Our final offer in our set of festive poetry features is for Seren's Twelve Poems for Christmas, the product of Seren's first Christmas poetry competition, featuring all twelve shortlisted poems. This special seasonal pamphlet contains absolute gems from the world of winter poetry.
Poetry Editor Amy Wack was looking for poems full of feeling that resist cliché, that touch on classic ‘Christmas’ themes, but bring them to life from fresh perspectives. The pamphlet opens with the winning poem, ‘St. Leonore and the Robin’ by Pippa Little. Featuring a fable from the life of a sixth-century Welsh Missionary, this piece is brief, lyrical and tender.
Memory is a potent trigger for many of the poets: the family ‘motionless at the dinner table’ in ‘Noticing Cards While Eating Stuffing’ by Cathy Bryant are a sharp contrast to the jolly cards and the dream-filled eyes of a grandchild. Similarly, ‘Offering’ by Alexandra Davis gives us a child who ‘charges up fairylit stairs’ imagined with a mother’s love. Alternatively, Nancy Charley’s ‘On Losing My Voice at Christmas’ is a pointed salute to the busy mothers who run the show: ‘in my festive roles of chief present handler, sous-chef to a son, orchestrator, placator and general factotum’.
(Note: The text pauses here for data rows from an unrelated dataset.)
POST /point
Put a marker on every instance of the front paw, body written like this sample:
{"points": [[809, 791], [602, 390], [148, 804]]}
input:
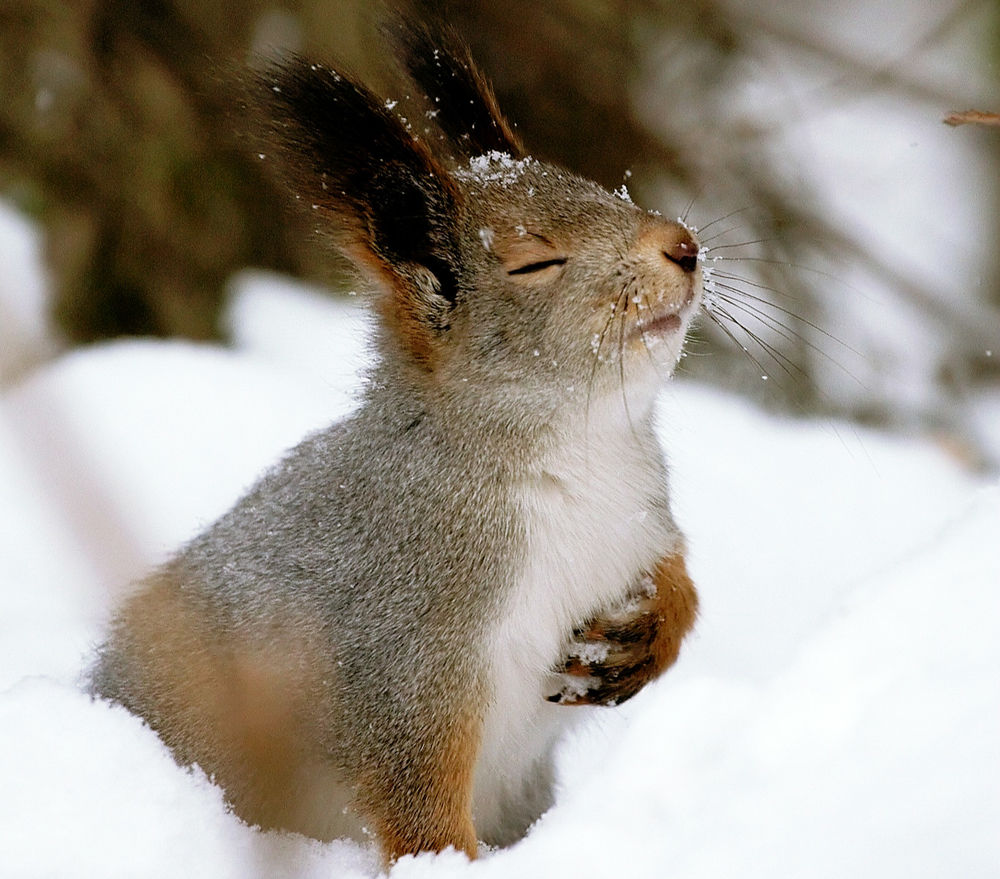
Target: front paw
{"points": [[612, 657], [616, 654]]}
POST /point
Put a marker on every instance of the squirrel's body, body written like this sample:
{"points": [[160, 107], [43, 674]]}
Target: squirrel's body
{"points": [[387, 633]]}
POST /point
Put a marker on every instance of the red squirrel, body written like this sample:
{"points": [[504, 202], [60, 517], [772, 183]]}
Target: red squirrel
{"points": [[389, 632]]}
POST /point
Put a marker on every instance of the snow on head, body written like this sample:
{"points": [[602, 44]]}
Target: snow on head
{"points": [[495, 167]]}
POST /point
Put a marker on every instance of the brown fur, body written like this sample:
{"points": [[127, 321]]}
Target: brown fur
{"points": [[429, 808], [643, 644]]}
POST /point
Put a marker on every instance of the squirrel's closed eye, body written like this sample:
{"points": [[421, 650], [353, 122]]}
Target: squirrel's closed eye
{"points": [[541, 265], [530, 256]]}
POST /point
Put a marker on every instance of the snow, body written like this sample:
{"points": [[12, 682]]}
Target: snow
{"points": [[835, 714]]}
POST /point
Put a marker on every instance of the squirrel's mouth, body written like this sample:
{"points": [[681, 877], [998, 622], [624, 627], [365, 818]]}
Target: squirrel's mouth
{"points": [[660, 325]]}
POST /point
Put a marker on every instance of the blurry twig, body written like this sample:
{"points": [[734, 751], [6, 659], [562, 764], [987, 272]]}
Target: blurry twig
{"points": [[971, 117]]}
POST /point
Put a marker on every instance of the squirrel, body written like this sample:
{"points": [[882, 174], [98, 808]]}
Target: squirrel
{"points": [[387, 635]]}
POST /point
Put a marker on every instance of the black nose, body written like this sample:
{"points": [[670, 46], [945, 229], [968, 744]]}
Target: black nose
{"points": [[683, 250]]}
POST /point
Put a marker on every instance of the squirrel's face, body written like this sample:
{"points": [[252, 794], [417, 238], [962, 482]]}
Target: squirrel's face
{"points": [[500, 278], [564, 287]]}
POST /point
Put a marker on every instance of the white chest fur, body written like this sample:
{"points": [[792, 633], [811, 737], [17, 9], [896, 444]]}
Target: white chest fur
{"points": [[596, 520]]}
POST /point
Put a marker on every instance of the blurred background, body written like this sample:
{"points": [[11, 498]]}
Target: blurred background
{"points": [[858, 270]]}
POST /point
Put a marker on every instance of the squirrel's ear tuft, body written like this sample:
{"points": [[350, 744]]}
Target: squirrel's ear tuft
{"points": [[461, 99], [389, 204]]}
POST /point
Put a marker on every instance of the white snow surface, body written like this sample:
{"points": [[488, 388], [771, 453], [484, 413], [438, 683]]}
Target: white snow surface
{"points": [[836, 713]]}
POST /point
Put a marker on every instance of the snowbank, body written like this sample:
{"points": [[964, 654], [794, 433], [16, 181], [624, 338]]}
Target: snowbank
{"points": [[835, 715]]}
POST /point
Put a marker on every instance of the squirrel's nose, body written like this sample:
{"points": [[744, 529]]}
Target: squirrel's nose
{"points": [[681, 249], [668, 240]]}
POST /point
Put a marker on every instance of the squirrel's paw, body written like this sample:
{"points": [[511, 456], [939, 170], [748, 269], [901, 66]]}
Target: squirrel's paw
{"points": [[612, 657]]}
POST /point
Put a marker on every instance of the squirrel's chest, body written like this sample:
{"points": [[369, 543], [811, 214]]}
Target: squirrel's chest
{"points": [[590, 533], [592, 528]]}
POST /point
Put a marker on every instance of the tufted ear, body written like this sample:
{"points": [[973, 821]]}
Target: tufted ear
{"points": [[462, 102], [389, 204]]}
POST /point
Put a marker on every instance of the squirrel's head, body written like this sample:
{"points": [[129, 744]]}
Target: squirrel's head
{"points": [[499, 276]]}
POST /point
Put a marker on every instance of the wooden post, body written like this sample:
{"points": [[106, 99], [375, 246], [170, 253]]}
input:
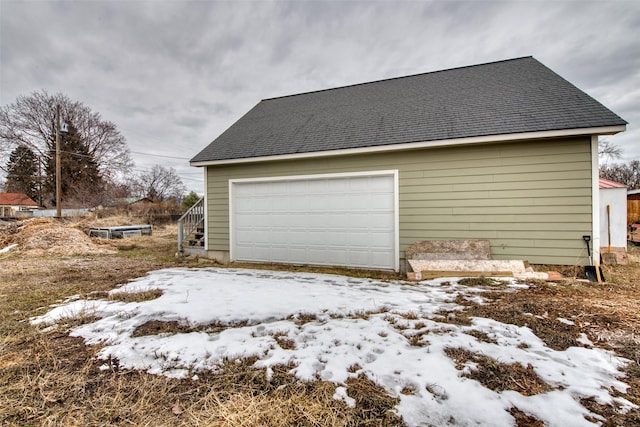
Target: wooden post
{"points": [[58, 170]]}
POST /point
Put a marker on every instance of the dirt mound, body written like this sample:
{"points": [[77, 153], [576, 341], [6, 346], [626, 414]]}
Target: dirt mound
{"points": [[46, 236]]}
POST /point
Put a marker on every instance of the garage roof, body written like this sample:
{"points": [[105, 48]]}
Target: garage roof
{"points": [[508, 97]]}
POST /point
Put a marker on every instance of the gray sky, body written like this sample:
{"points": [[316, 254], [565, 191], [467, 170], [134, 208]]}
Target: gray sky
{"points": [[173, 75]]}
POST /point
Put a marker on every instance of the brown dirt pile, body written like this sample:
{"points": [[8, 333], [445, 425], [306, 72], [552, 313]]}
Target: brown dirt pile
{"points": [[46, 236]]}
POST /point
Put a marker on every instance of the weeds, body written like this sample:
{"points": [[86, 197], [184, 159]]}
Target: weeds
{"points": [[498, 376]]}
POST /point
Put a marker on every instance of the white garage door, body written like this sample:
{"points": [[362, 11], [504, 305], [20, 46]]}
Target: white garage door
{"points": [[348, 220]]}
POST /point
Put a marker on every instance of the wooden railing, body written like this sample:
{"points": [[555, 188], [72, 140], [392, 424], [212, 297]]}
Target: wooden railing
{"points": [[189, 223]]}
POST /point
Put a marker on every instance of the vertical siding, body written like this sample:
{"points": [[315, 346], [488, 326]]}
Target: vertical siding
{"points": [[531, 199]]}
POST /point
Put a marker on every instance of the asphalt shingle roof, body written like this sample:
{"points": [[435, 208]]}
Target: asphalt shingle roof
{"points": [[506, 97]]}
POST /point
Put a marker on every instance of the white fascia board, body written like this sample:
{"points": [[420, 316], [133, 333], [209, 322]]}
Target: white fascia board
{"points": [[605, 130]]}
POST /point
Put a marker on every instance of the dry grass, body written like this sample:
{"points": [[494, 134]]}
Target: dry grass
{"points": [[49, 378], [499, 376]]}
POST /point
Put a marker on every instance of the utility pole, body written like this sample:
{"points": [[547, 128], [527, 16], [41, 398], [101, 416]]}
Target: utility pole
{"points": [[58, 170]]}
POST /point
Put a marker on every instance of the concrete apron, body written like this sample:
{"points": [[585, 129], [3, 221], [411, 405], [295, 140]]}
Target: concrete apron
{"points": [[448, 258]]}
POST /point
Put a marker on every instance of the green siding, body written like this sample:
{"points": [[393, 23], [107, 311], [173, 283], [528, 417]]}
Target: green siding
{"points": [[531, 199]]}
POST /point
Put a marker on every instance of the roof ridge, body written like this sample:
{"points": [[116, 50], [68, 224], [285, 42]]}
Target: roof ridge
{"points": [[398, 78]]}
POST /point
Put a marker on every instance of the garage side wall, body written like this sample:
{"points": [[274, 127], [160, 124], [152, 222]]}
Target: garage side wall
{"points": [[531, 199]]}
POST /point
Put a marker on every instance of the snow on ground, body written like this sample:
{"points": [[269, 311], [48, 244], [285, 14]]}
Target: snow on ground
{"points": [[337, 340]]}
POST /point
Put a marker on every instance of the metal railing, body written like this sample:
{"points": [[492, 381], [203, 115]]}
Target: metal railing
{"points": [[190, 222]]}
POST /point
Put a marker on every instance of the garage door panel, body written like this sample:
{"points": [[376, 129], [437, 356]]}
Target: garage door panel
{"points": [[328, 221]]}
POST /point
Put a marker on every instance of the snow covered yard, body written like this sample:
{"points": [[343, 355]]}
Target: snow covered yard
{"points": [[333, 328]]}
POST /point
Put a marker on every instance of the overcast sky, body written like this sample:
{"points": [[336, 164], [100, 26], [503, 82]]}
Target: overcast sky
{"points": [[173, 75]]}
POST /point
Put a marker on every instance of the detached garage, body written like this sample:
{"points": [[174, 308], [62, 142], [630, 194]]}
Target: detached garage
{"points": [[353, 176]]}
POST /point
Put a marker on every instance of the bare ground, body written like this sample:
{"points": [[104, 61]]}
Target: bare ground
{"points": [[49, 378]]}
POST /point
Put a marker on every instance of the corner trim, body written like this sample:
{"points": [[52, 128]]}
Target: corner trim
{"points": [[595, 200]]}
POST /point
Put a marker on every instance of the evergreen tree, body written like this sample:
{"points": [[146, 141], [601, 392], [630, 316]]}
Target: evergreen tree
{"points": [[22, 172], [81, 181]]}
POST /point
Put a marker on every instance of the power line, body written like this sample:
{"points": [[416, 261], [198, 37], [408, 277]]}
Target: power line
{"points": [[160, 155]]}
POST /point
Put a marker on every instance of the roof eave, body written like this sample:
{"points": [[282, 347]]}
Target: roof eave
{"points": [[602, 130]]}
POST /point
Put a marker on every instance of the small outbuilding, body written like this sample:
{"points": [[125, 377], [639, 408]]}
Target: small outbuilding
{"points": [[11, 204]]}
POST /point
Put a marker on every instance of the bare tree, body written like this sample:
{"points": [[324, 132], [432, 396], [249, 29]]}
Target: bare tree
{"points": [[160, 184], [608, 151], [628, 174], [30, 122]]}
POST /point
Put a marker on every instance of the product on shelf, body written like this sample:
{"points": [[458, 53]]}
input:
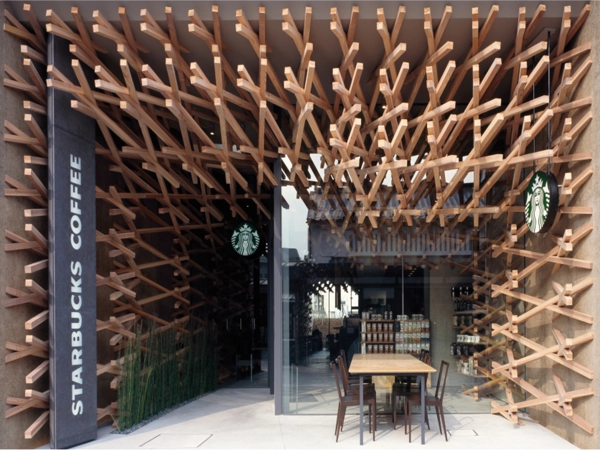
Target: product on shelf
{"points": [[403, 335]]}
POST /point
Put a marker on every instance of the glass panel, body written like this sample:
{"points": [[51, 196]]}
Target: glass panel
{"points": [[355, 291]]}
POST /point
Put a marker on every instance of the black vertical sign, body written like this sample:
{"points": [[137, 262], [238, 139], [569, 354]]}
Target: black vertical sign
{"points": [[72, 263]]}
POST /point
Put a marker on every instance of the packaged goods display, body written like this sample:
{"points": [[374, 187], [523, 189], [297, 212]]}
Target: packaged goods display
{"points": [[402, 335]]}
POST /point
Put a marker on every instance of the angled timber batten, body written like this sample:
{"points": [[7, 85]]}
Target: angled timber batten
{"points": [[377, 155]]}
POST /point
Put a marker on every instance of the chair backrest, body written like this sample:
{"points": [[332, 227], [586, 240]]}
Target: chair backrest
{"points": [[343, 359], [333, 365], [427, 359], [442, 374]]}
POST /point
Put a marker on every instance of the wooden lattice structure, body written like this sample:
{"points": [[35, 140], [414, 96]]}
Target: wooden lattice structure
{"points": [[156, 134]]}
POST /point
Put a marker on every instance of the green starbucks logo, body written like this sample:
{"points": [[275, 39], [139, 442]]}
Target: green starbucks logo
{"points": [[245, 239], [541, 202]]}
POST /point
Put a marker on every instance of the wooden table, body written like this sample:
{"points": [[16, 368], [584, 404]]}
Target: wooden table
{"points": [[383, 364]]}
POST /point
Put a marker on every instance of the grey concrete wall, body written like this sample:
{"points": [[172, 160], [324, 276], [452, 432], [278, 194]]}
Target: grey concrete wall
{"points": [[540, 327], [12, 375]]}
There are also poems inspired by nature, by quiet winter reverie, that instil a sense of the beauty of nature and the mystery of a night filled with a singular star. Philip Rush’s ‘Daylight is in Short Supply’ opens with the lovely: ‘We are connoisseurs of darkness’. Similarly, Nicola Healey’s ‘Two Pheasants’ march out of the snow in a ‘coppery light’. A poignant brevity is often apparent. Gina Wilson pens an acute tiny lyric in ‘A Child of Our World’. Will Johnson’s haunting ‘What Wish’, is a voice full of intensity against a backdrop of ‘terrible snow’ that rouses us from our dreams and demands we see a season for compassion.